In: Biology
Linda has asked Brenn to prepare a 1% agarose gel for a gel electrophoresis analysis. But before he could do that, he needs to prepare 600 ml of 1x TAE from 95x TAE. How much 95x TAE and water should he add to create the 1x TAE solution? Afterwards, how much agarose does he need to weigh out, in grams, and add into 50 ml of 1x TAE?

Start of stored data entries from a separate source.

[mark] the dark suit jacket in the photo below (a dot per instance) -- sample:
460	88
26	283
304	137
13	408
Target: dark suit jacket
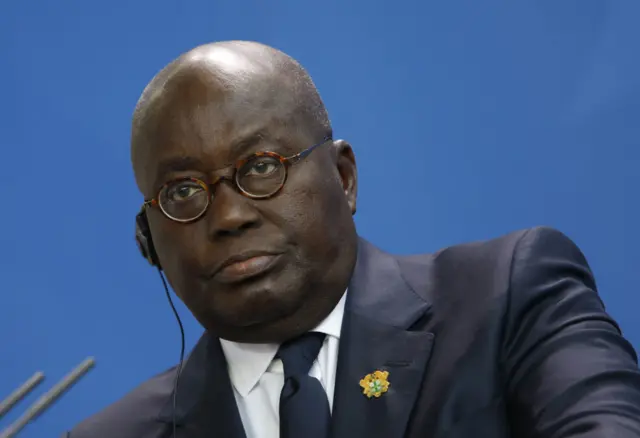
504	338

To prepare 600 mL of 1x TAE:
Stock = 95x TAE
Working = 1x TAE (600mL)
Calculations:
Stock Concentration Working Concentration
C1V1 = C2V2
(95x TAE) X V1 = (1x TAE) X (600mL)
V1 = (1x TAE) X (600mL) / (95x TAE)
V1 = 6.316 mL
V1 = 6.32 mL
Volume of 95x TAE used = 6.32 mL
Volume of water = Total volume of 1xTAE to be prepared - Volume of 95x TAE
Volume of water = 600mL – 6.32mL
Volume of water = 593.68 mL
So 6.32 mL of 95x TAE and 593.68 mL of water should be added to create the 1x TAE solution.
To weigh-out agarose in grams:
1 % agarose = 1 gram of agarose in 100 mL of 1x TAE
For 50 mL 1x TAE
Weight of agarose = (50/100) X 1 gram
= 0.5 gram
Weight of agarose for 50 mL of 1x TAE = 0.5gram
i.e. to prepare 1% agarose gel 0.5 gram of Agarose is added to 50 mL 1xTAE.